This weekend we went to Rothenburg ob der Tauber (the Tauber is a river that runs through the area). It is a very quaint little town, unfortunately significantly "touristy," but I felt worth the experience. This was actually the town I most looked forward to seeing, so I was very happy to find out after talking with everyone that it worked best this weekend rather than three weeks from now.
First of all, I have to say the train ride was extremely long. We needed to take four trains to get there, and almost missed one because one of our trains was running (unusually) 20 min late. Luckily, they called ahead and the train we had to catch waited there for us so we didn't have to wait another hour for the next train to come around. We took slow trains (pretty much all except ICE and IC trains) because I was traveling with Kathleen and Bernadett who were traveling without ICE tickets. I can't remember if I mentioned it before on here, but Bernadett is from Hungary and can only speak German with us because she only knows a couple English phrases. This is helpful for furthering our German skills because we have to try to say what we mean in German, even if we don't know the word.
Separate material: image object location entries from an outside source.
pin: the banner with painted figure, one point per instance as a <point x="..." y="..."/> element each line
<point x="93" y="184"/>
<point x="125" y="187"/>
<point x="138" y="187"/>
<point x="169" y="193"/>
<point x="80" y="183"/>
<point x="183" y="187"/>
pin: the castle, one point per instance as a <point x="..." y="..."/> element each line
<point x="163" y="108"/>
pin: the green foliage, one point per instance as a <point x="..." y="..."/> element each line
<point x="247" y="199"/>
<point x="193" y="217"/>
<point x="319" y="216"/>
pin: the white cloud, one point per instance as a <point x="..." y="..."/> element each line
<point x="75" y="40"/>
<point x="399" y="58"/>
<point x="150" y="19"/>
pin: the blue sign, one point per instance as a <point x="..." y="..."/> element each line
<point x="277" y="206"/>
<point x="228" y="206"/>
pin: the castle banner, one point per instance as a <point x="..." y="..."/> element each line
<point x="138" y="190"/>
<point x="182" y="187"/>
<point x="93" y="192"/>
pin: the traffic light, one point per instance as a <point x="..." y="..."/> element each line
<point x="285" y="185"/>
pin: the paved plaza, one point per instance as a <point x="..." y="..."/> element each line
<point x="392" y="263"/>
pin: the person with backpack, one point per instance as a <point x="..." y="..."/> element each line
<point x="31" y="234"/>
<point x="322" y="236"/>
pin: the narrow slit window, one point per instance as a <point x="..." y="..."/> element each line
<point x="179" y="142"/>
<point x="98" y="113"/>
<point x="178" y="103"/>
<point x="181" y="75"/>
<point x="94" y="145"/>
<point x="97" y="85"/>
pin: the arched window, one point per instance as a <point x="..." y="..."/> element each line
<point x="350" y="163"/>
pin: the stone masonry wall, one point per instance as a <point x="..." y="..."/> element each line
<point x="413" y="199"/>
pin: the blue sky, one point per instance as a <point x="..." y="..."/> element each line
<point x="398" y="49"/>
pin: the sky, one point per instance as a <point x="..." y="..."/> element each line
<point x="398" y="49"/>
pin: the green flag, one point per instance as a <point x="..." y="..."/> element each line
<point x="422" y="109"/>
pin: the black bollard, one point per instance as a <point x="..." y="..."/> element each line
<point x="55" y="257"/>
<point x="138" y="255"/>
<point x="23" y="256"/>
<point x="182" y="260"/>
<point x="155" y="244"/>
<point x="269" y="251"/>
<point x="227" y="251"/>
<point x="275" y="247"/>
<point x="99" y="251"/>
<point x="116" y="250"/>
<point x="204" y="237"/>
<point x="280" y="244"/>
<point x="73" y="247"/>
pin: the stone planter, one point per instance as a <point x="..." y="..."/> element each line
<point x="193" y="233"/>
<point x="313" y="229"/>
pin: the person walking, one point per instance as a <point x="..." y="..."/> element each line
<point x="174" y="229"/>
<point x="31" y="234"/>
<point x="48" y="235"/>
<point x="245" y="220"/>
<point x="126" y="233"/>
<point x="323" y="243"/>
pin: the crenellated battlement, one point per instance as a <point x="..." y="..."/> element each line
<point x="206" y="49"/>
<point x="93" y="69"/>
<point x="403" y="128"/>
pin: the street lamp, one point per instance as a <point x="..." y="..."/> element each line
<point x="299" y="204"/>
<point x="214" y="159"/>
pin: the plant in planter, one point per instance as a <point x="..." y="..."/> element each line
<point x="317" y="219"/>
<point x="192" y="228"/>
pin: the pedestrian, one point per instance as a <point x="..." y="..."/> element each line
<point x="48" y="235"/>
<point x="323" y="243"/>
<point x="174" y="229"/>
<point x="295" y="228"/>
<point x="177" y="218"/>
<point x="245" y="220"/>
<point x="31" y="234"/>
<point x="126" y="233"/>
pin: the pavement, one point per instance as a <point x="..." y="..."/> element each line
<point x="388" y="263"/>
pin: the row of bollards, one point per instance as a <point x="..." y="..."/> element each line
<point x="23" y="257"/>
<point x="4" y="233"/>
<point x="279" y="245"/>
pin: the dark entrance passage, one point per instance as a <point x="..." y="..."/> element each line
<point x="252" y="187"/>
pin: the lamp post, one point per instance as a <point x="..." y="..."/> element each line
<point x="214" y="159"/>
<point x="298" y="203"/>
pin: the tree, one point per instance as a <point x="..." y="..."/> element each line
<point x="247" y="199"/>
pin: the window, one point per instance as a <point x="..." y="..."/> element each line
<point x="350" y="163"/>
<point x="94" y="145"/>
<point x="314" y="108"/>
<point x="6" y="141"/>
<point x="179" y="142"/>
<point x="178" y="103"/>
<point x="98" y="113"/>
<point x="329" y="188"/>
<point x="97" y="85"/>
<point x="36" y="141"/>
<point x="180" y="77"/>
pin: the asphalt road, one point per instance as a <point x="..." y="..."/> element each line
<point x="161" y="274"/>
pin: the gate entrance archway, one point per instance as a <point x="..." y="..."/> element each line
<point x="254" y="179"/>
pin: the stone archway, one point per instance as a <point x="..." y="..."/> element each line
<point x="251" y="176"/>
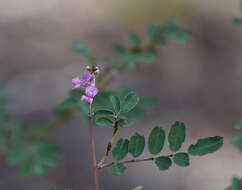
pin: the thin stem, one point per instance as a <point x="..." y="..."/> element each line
<point x="93" y="151"/>
<point x="116" y="130"/>
<point x="131" y="161"/>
Anyway, the train ride with layover times was just under 6 hours each way. If I could have taken ICE (which I do have a pass for, I just don't want to travel alone), I could have been there in 2 hours with fewer, possibly no train changes, not to mention air conditioning (this weekend was in the 90's, so for most of my time in Germany has been unusually cool even for them in the 60's-70's). Either way, we had plenty of time and got to see all that we wanted to.
We stayed at a hostel for about 24 Euros with breakfast and it was a pretty place. The building, like much of Rothenburg, was a few hundred years old and has been used as a hostel for the last 30 or so. It used to be an old mill. From the bathroom window on our floor we had a very nice view of the wall that protected the southern end of Rothenburg during the Middle Ages. All other sides of it are naturally protected.
After checking in, we headed over to a restaurant/bar called Trinkstube zur Hölle. Because of the title, it is hell-themed and was actually pretty fun. I opted for a fancy potato and shrimp for supper.
We went with the Night Watchman on his nightly tour and history of Rothenburg and even braved his German tour. We actually saw him while we were still in Hell and walked alone back with him so we got to talk to him a little before he was overwhelmed by a huge group. We told him that we were all studying German at the Goethe Institute and I was really excited when he told us he had no problem understanding us at all and said we were speaking very well. (Gotta have that little pat on the back sometimes by a stranger! It means more).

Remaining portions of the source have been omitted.